Марина Николаевна и не ожидала от себя таких актерских способностей. Конечно, Маша ничего не заподозрила. И только положив трубку, почувствовала Сабирова себя неприятно. Конечно, не должна она за других страдать. Это понятно без комментариев. Однако как ни крути, а подругу она предала...
ГЛАВА 12
1
Разыграли мы с подполковником все как по нотам. Сначала он был первой скрипкой, на станцию звонил и еле языком ворочал. Узнал свой номер телефона. Потерял, говорит, бумажку. И икает. Сложный номер. Не может вспомнить. И опять икает.
Если разговор прослушивали, то поняли, что Леня начал всерьез пользоваться телефоном.
Потом позвонил уже с кухни мне в комнату. Теперь я солировал. И выложил все про свой завтрашний отъезд и про дело, которое за меня будет заканчивать Лоскутков. А Лоскутков мужик жесткий. Он быстро Сабирову расколет.
К этому времени язык у Лени заплетался уже почти по-настоящему. До того, как отойти после дежурства ко сну, он опорожнил одну из двух принесенных нами с Асафьевым вчера бутылок. Кажется, и сам что-то покупал по дороге домой. Так он говорил, когда утром мне звонил. Отоспался. Я его разбудил полутрезвого. Выдал версию. Он согласился. Позвонил сначала на станцию. А потом решил, что язык работает не так, как следовало. Колорита, куражу не хватает. И приложился ко второй бутылке.
– Всего сто грамм, и я буду в кондиции...
Но когда я вернулся на кухню, то с сожалением убедился, что старый спецназовец потерял квалификацию в подсчете граммов. Пятьсот он умудрился каким-то образом спутать с сотней. Раньше у него был более развитый глазомер.
Но дело было сделано.

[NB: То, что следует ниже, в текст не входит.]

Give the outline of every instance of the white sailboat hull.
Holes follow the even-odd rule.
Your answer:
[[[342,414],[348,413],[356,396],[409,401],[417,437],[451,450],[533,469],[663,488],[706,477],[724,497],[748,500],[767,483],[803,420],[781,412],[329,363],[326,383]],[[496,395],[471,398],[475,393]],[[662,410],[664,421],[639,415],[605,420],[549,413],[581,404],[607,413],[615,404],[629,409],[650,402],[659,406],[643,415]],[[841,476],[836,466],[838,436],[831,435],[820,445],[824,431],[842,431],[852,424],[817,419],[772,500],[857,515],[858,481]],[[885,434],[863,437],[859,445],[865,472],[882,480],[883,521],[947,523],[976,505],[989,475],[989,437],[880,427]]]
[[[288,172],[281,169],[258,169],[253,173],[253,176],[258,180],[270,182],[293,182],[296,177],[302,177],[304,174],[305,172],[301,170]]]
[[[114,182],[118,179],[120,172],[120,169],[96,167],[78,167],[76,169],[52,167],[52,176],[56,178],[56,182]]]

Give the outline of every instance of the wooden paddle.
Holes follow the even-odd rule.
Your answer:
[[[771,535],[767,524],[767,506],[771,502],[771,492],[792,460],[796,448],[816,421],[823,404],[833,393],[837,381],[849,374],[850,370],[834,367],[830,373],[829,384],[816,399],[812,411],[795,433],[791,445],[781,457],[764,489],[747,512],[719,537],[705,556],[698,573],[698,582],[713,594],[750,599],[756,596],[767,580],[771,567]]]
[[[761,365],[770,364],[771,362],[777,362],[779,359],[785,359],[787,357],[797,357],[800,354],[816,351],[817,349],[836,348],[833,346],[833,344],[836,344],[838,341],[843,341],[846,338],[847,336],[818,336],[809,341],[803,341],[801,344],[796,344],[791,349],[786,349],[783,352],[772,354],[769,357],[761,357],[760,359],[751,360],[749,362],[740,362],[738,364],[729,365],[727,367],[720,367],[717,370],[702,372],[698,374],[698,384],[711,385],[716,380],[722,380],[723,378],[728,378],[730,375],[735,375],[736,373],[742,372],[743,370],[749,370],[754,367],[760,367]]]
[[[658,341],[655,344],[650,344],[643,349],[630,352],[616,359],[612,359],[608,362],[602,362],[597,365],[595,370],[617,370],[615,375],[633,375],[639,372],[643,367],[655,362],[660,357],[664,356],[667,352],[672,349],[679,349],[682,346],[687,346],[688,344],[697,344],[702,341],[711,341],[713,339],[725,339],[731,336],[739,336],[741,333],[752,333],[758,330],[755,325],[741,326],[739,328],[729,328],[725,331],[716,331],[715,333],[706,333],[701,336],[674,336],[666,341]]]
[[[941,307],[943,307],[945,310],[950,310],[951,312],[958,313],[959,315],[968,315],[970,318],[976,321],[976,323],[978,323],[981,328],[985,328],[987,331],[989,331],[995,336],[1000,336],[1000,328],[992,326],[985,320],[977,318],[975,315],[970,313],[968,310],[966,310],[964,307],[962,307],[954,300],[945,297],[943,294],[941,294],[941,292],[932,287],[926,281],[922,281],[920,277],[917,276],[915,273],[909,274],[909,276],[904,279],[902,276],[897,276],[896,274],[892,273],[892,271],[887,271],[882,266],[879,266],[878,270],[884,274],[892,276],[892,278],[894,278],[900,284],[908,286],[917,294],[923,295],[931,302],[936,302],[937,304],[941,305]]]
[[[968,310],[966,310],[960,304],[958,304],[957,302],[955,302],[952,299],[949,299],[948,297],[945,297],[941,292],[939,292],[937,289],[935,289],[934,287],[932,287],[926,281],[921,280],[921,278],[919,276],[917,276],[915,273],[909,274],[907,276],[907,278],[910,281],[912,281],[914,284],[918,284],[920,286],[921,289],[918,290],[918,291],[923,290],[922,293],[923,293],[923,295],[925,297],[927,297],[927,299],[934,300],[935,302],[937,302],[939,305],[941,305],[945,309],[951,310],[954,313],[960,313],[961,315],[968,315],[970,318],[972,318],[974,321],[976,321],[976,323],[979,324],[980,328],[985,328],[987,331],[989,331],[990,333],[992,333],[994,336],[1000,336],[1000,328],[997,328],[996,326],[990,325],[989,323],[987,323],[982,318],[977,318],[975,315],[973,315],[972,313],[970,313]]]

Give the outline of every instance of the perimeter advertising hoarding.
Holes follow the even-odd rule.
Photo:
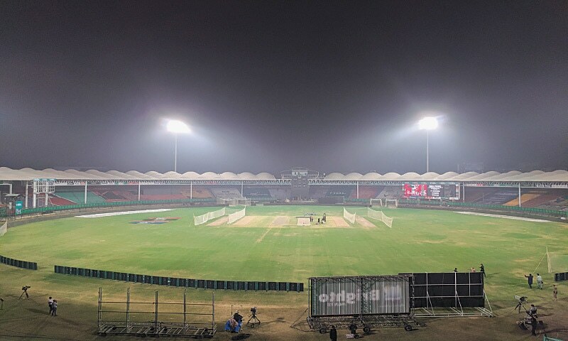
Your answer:
[[[310,278],[310,314],[408,314],[408,275]]]

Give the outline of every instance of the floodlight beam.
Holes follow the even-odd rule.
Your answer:
[[[430,172],[430,131],[438,127],[436,117],[425,117],[418,121],[418,127],[426,131],[426,173]]]
[[[184,122],[175,119],[170,119],[165,126],[168,131],[173,133],[175,140],[173,154],[173,171],[178,173],[178,134],[191,133],[191,129]]]

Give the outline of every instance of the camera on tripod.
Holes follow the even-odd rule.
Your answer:
[[[246,323],[246,325],[250,326],[251,328],[253,328],[256,325],[260,325],[261,320],[258,320],[258,318],[256,317],[256,307],[253,307],[251,308],[251,318],[248,319],[248,322]]]

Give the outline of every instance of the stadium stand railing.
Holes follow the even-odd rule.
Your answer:
[[[55,211],[64,211],[69,210],[83,210],[89,208],[99,207],[113,207],[120,206],[138,206],[151,205],[168,205],[168,204],[190,204],[200,202],[214,203],[215,200],[212,198],[206,199],[172,199],[169,200],[140,200],[140,201],[121,201],[112,202],[93,202],[89,204],[67,205],[64,206],[49,206],[35,208],[24,208],[21,210],[21,215],[31,215],[35,213],[45,213]]]
[[[400,199],[398,205],[405,205],[406,207],[415,206],[430,206],[430,207],[464,207],[469,209],[491,210],[501,212],[516,212],[532,215],[540,215],[543,217],[568,217],[568,211],[557,210],[547,210],[535,207],[520,207],[518,206],[505,206],[503,205],[484,205],[475,202],[454,202],[439,200],[419,200]]]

Я собрался уходить, Проханов решил меня проводить. Я думаю, что не слишком далеко. До магазина и обратно. Он свою дневную норму будет добирать вечером и потому решил запастись для этого необходимым по полной выкладке.
Вышли из подъезда.
Мне пора было ехать, но тут, как специально, нам навстречу подвернулся отец Артемий. И почти трезвый. Откуда его только черти принесли?
– Садись-ка сюда, – сурово указал пальцем Леня. Скрюченный его палец чем-то напомнил мне крючок, которым черти ловят грешников, – в детстве еще видел такую картинку.
Испуганный попенок покорно, как и подобает лицу церковного сана, присел на краешек скамейки. Чертовых крючков он боялся.
– Рассказывай, отец Артемий, как на исповеди... Что ты там участковому насчет меня плел...
Я побоялся оставить Леню одного в праведном гневе, не наломал бы дров – он же Уголовный кодекс не знает, следовательно – не чтит, и потому надо подполковника подстраховать. И я вынужденно задержался.